As for the US, consider this: even with all those tariffs president Donald Trump is fond of, the country is running a huge and unsustainable budget deficit. At some point, the US government will have to push through the sort of fiscal consolidation chancellor Rachel Reeves is grappling with. A much bigger one, in point of fact. The “stable” US taxes Ineos is so fond of might not remain that way.
But is this really because of British taxes? Or is that just a convenient excuse from a public relations perspective at a time of heated debate over the government’s fiscal plans and its other policies, including net zero and the prime minister’s decision to press ahead with changes to employment law to boost workers’ rights.

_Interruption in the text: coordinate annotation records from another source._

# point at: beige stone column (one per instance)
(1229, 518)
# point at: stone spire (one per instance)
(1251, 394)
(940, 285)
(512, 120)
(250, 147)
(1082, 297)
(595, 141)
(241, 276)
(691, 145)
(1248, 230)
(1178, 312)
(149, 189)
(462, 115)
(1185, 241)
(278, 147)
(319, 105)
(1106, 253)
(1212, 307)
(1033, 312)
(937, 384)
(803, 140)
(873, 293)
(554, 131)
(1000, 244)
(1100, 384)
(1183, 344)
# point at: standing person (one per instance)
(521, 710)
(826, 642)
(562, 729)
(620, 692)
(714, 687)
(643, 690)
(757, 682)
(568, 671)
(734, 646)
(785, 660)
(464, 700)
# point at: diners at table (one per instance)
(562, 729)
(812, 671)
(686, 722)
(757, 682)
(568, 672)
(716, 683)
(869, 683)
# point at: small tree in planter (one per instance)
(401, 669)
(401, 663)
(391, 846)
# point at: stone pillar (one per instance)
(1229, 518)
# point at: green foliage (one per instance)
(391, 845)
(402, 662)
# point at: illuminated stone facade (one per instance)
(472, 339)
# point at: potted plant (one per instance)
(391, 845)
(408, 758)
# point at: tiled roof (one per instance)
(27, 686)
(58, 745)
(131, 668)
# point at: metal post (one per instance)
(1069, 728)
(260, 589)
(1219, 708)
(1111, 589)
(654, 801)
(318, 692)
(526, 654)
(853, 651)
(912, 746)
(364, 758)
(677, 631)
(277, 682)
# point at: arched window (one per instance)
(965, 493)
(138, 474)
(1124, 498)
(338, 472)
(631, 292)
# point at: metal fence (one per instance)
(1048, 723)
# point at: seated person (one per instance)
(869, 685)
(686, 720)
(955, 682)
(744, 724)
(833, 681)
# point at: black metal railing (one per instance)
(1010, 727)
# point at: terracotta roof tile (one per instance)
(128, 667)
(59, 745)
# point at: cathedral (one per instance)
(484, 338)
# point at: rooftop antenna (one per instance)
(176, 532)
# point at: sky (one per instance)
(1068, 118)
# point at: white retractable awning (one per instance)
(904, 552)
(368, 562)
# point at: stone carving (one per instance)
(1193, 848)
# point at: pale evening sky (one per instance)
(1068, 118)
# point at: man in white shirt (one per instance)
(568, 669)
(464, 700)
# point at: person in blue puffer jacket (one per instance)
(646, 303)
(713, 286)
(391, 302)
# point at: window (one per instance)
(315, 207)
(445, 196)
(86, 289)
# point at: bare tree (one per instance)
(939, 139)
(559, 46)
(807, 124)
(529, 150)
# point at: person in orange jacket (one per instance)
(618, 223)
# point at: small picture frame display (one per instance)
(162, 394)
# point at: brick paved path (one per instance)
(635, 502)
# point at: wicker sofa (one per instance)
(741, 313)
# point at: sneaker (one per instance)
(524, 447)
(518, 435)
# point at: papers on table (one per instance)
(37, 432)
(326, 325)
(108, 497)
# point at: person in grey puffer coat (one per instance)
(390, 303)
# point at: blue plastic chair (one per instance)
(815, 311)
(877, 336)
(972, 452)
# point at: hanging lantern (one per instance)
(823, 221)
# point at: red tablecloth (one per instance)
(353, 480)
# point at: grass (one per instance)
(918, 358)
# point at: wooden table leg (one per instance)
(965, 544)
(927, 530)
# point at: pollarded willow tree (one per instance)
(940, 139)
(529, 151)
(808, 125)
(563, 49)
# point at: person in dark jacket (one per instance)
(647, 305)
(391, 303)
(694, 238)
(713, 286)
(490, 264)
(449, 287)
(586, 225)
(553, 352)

The entire energy sector is currently grappling with an oil price that has been on the slide and looks set to remain in the doldrums for some time.
Opec, the Organisation of the Petroleum Exporting Countries, has two choices when it comes to keeping revenues flowing from pumping oil. The first is to limit production and force prices higher by reducing supply. This is something that has been tried in recent years. But it’s not easy to pull off. It requires the cartel’s members to agree to quotas, which inevitably means some get to pump more than others. Those unhappy with their share of the pie are apt to grouse about it in private and sometimes in public. Some quietly cheat.
This brings us to option two – the current one of pump, pump and pump some more, with the aim of blowing competitors with higher costs out of the business. The Middle East’s clout as an oil-producing region rests on its abundant, easy to extract supplies. Estimates put Saudi Arabia’s cost per barrel at less than $10 (£7.40). That compares to the North Sea’s 2023 average of $25, at current exchange rates.
America’s shale and fracking industries, meanwhile, need oil prices to stay comfortably above $60 to turn a profit.
The UK government’s appetite for using the North Sea’s remaining stock of hydrocarbons as a handy revenue spinner means Sir Jim has a point – at least partially. But here’s the thing: other producers will opt to weather the storm in the hopes that the US shale industry will end up getting mothballed and prices will rise again as a result. Maybe Reeves can also be prevailed upon to lower the burden.
Of course, those other producers probably don’t all have the other problems Ineos faces: namely the boss’s sports obsession. But he’s also a big sports fan, as a key investor in Manchester United, and seems not to have woken up to the old adage that the quickest way to make a small fortune is to invest a large one in sports, at least not until recently. That is especially true of football.
Ratings agencies Fitch and Moody’s also sounded the alarm over Ineos’s debt levels earlier this year, putting the company on a negative outlook. This sort of move can make it much more expensive for businesses to borrow – something Ineos has been doing a lot of. Sir Jim built his vast fortune on borrowing to buy up unloved assets and then squeezing profit from them.
Needless to say, redundancies have been made at Man United, while Ineos also got into a spat (now settled) with New Zealand Rugby over its sponsorship of the All Blacks, blaming “high energy costs and extreme carbon taxes” and (bizarrely) the “deindustrialisation of Europe” for an alleged failure to make sponsorship payments.
It is fair to say that Britain’s taxes have been making life difficult for many businesses and Rachel Reeves needs to pay due to that in her Budget. She needs growth and to find that, Labour needs to get the business community onside.
But some of Sir Jim’s troubles are homegrown and to many, pinning the blame for its recent moves on the British government looks very much like an attempt at distraction.